Así es que llevaba un hambre de perro.
Como a cuatro cuadras de la Alameda, vi una puerta abierta, i frente a ella, muchos coches particulares i de alquiler.
—Aquí hai remolienda, me dije, i debe haber algo que mascar. Entremos.
¡Buen chasco me llevé!
Aquella no era casa de remolienda: era un convento de monjas, puesto que los que iban llegando preguntaban por la señora abadesa.
En una sala bien amueblada cantaban no sé si vísperas o maitines; ello es que, terminado un salmo, una de las monjas pedía limosna en un tongo a los fieles para ayuda de la misa.
A cada momento mis tripas me preguntaban:
—¿A qué horas irán las monjas al refectorio?
Pero las tales monjas, que debian ser de la Adoracion Perpétua i del Perpétuo Ayuno, con las primeras luces del alba, se acostaron de a dos en celda, quedando el convento sumido en el mas profundo silencio.
Yo entónces me fu8 a la cocina en busca de la olla colorera.
Pero en aquella cocina no habia ollas ni trazas de que se hubiera hecho de comer.
Quise salir a la calle, i me encontré con la puerta cerrada a llave, tranca i cerrojo.

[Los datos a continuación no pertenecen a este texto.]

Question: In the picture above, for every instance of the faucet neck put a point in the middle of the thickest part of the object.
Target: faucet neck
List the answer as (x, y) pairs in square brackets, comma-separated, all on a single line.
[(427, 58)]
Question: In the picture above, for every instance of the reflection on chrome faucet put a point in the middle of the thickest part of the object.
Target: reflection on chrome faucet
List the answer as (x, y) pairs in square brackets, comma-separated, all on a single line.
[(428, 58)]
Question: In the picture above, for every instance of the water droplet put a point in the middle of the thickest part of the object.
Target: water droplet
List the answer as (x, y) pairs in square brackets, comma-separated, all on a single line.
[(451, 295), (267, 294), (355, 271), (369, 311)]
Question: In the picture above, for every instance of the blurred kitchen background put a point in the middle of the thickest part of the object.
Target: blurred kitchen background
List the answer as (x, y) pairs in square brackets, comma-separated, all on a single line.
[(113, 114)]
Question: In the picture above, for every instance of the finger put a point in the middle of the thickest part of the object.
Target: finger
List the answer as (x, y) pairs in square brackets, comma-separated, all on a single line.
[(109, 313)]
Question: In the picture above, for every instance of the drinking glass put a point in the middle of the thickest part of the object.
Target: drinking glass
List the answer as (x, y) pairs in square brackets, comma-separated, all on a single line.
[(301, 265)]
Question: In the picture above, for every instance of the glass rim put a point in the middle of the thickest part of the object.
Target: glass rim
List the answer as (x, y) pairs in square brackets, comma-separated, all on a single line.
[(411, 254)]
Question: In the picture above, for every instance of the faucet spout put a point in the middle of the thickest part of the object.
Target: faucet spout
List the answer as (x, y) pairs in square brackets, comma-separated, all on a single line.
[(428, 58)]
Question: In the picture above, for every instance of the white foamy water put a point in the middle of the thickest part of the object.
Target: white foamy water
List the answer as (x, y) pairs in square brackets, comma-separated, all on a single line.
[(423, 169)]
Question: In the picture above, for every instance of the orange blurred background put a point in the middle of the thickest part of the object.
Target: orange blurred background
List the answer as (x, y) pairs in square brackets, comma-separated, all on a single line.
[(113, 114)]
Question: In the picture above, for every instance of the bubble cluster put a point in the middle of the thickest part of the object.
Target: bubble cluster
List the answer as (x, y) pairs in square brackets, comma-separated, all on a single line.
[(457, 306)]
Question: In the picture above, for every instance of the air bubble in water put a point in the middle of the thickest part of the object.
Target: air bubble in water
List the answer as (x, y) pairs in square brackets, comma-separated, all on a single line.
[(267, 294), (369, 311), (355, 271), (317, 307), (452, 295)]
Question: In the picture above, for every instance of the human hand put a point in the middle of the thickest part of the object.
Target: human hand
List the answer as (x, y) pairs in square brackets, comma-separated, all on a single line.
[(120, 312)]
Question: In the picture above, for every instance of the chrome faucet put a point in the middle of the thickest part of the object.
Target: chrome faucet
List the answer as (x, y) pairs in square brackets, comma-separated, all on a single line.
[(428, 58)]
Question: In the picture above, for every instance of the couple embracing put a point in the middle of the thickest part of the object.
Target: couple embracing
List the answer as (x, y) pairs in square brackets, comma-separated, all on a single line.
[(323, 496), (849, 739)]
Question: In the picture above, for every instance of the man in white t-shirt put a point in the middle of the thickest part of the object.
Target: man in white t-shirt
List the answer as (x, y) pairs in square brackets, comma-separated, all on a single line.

¿Qué hacer? Paciencia i tragar saliva!
A eso de las dos de la tarde, empezaron a salir de las celdas unos bultos con el cuello del sobretodo hasta las narices, i el sombrero calado hasta las cejas, que a su vez salian a la calle como conspiradores ultramontanos.
Poco despues, salieron las monjas, pero nó a rezar, sino a charlar alegremente.